Sou uma loba mansa. No entanto uivo fogo. Escorre de dentro de mim um líquido quente. Me lambuza por entre as pernas que se abrem. Elas não temem a guerra. São selvagens, firmes. Invadem a sala de estar, onde escondo meus anéis de saturno, e caminham decididas, donas do mundo.

Posso até cometer insensatez, no entanto não há dúvida em meu desejo. Guardo, por precaução, minhas armas na geladeira. Não as quero submissas do fogo da paixão. Quero-as claras, límpidas e frias. Não tenho dúvidas do que desejo. Uso meu faro para descortinar atrocidades. Tenho um olhar inteiro, que não vacila. Nessa selva em que habito, predador e criatura se mesclam.

Não abandono minha loba no cio.

Faço as vísceras se empenharem, se empoderarem, entrarem, pau-la-ti-na-men-te, em desalinho.

Prefiro assim, esta saudável desordem, incongruência de uma deusa suja que foi despertada. Somente assim, o medo sucumbe ao êxtase. Com os membros firmes, seguro as presas, e as amo, antes de comê-las.

Interrompo as comiserações para impor as entrelinhas, sou porta-estandarte de minhas entranhas, intensidade é quase relevante. Subo em pedestais como se fossem balões de ar que talvez estourem, e de mim, reste apenas a relevância, sem militância, sem especiarias.

Como uma altruísta, mulher artista, quando a guerra começa não deixo rastro.

Minha fome acalenta um novo caminho e sou um quartel general em polvorosa. Incêndio. Estampido. Mato, mas não morro. Escolho as simbioses articuladas, rosas púrpuras, avelãs e medos. Quase me desconheço nessas horas…sou uterina, uma deusa obscena. Me introduzo nas entranhas da terra, relapsa e inconsequente assinalo a primeira pincelada incoerente…

Se desenho, são labaredas imensas e quentes num ensaio desiderata. O traço inadvertido é pura energia acumulada. Tenho cúspides internas, sonhos que revolucionam as atitudes…

…. e então vem a palavra, a boca, o lábio, a língua que se sujeita ao ânima… prometo atributos selvagens.
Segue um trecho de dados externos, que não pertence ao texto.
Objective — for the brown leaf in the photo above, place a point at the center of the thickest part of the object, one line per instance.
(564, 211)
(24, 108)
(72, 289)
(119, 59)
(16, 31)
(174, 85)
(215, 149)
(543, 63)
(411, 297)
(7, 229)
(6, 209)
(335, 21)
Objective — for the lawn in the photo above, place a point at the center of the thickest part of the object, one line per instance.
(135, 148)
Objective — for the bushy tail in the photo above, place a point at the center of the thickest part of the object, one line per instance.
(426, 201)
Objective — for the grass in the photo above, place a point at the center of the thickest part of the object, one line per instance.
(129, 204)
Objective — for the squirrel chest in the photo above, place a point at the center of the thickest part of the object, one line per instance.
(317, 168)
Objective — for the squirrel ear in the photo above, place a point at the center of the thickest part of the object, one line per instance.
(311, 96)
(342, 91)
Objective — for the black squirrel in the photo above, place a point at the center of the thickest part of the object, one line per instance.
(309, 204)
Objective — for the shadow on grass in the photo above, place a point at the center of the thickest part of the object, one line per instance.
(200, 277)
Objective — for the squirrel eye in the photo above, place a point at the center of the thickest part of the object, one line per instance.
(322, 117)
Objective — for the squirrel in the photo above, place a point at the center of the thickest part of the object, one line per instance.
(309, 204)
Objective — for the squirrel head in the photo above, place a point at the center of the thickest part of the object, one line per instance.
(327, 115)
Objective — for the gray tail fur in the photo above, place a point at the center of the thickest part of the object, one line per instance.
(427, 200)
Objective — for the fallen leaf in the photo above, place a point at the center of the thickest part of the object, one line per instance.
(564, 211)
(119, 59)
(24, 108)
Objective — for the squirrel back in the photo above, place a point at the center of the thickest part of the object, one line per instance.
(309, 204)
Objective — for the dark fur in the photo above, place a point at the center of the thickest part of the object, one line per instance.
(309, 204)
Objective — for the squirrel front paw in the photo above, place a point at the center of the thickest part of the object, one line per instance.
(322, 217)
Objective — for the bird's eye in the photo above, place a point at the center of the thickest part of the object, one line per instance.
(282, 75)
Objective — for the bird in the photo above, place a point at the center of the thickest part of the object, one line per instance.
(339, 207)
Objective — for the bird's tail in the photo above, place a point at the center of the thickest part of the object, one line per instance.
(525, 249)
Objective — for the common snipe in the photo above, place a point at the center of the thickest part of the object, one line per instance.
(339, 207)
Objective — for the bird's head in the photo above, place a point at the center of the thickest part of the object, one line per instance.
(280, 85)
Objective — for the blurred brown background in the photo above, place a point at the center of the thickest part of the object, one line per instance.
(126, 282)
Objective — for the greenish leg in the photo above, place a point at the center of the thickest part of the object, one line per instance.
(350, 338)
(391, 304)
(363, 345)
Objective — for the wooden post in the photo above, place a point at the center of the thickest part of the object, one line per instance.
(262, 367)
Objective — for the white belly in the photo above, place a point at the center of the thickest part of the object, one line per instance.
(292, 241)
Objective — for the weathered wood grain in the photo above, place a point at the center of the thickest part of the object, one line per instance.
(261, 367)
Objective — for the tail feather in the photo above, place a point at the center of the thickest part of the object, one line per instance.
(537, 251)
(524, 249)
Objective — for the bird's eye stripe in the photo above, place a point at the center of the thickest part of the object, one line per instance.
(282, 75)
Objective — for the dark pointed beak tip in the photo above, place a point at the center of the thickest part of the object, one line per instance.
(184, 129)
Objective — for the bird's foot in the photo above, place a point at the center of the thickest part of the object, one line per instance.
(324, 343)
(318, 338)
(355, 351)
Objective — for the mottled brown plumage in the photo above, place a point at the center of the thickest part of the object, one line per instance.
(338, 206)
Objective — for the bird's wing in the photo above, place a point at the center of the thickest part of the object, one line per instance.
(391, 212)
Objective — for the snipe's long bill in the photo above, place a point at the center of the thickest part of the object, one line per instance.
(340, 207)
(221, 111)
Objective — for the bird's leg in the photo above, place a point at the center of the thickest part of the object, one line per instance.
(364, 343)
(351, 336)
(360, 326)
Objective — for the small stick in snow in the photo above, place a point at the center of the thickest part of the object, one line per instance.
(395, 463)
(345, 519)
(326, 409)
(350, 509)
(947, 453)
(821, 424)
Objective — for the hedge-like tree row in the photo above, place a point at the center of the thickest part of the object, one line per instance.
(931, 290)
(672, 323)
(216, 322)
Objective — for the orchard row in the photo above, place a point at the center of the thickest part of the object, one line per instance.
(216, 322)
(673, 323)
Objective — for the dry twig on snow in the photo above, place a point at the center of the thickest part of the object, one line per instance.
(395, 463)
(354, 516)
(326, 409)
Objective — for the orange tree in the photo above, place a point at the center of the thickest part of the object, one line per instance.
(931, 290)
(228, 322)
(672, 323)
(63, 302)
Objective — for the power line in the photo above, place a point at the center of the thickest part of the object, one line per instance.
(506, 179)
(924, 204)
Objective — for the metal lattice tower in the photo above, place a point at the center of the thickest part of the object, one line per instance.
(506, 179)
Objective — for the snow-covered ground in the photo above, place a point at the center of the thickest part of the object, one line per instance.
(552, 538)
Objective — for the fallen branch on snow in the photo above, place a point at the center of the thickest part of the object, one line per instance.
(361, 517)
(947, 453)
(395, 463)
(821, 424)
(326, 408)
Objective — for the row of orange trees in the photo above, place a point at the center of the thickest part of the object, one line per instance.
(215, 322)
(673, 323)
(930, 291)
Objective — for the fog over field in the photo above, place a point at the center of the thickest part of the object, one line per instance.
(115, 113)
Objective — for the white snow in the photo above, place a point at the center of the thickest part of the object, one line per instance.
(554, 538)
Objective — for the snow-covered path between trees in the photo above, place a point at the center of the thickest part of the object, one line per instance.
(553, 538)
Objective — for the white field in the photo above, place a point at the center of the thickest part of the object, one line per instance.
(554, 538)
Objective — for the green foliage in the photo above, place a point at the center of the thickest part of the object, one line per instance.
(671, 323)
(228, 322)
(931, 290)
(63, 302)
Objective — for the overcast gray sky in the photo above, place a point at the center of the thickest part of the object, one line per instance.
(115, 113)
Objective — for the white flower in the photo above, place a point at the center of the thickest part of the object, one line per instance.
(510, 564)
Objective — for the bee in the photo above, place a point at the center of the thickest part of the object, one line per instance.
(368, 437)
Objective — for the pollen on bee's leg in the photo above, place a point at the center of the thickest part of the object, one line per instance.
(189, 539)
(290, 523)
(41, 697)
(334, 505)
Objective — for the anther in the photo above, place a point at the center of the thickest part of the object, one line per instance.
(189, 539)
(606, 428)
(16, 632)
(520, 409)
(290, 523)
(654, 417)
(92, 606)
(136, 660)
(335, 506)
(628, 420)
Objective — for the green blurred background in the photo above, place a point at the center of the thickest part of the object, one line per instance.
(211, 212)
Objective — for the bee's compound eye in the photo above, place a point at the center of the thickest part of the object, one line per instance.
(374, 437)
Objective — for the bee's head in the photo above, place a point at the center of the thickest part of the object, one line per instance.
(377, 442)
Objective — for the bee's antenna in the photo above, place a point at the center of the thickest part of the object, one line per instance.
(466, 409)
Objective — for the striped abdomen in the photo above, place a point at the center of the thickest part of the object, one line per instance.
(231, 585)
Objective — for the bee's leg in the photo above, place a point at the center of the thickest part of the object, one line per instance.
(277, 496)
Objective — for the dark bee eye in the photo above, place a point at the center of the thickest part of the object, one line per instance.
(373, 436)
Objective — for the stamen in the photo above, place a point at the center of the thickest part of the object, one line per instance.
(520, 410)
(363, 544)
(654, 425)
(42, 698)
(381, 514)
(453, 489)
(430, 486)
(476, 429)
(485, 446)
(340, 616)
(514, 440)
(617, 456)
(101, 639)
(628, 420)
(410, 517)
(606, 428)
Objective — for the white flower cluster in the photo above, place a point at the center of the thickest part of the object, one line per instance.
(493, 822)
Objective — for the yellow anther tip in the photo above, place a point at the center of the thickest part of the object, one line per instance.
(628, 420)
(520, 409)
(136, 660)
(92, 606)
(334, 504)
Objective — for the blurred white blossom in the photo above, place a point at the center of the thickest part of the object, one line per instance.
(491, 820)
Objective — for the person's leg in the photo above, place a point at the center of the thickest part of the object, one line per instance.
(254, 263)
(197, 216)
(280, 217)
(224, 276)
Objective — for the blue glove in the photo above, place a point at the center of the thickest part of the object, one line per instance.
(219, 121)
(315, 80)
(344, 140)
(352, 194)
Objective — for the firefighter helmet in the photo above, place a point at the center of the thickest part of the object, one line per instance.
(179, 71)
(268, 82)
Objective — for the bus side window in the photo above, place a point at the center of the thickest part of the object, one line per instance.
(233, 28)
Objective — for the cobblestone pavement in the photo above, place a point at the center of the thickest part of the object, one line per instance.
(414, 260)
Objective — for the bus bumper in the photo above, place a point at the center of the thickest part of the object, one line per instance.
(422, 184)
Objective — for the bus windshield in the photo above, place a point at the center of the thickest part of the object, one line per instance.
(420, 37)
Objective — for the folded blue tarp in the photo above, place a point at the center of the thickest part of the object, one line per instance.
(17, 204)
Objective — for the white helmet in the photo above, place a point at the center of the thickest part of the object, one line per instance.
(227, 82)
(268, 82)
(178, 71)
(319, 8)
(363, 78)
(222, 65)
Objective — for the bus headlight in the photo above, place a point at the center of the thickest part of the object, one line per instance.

Finalmente entendo o silêncio. Cio eterno a abocanhar vísceras… uivar, gritar, atingir o que me habita. Nada sucumbe. Aparo arestas, vesga e tonta, recitando poemas absurdos e pronta para fazer mistérios.

E me arrisco.

Abro as asas e fico planando.

Contemplo a simbologia das rosas e deixo que todos os cheiros do mundo se compartilhem e virem flor.

Sou uma loba mansa, porque não te arriscas e te rendes?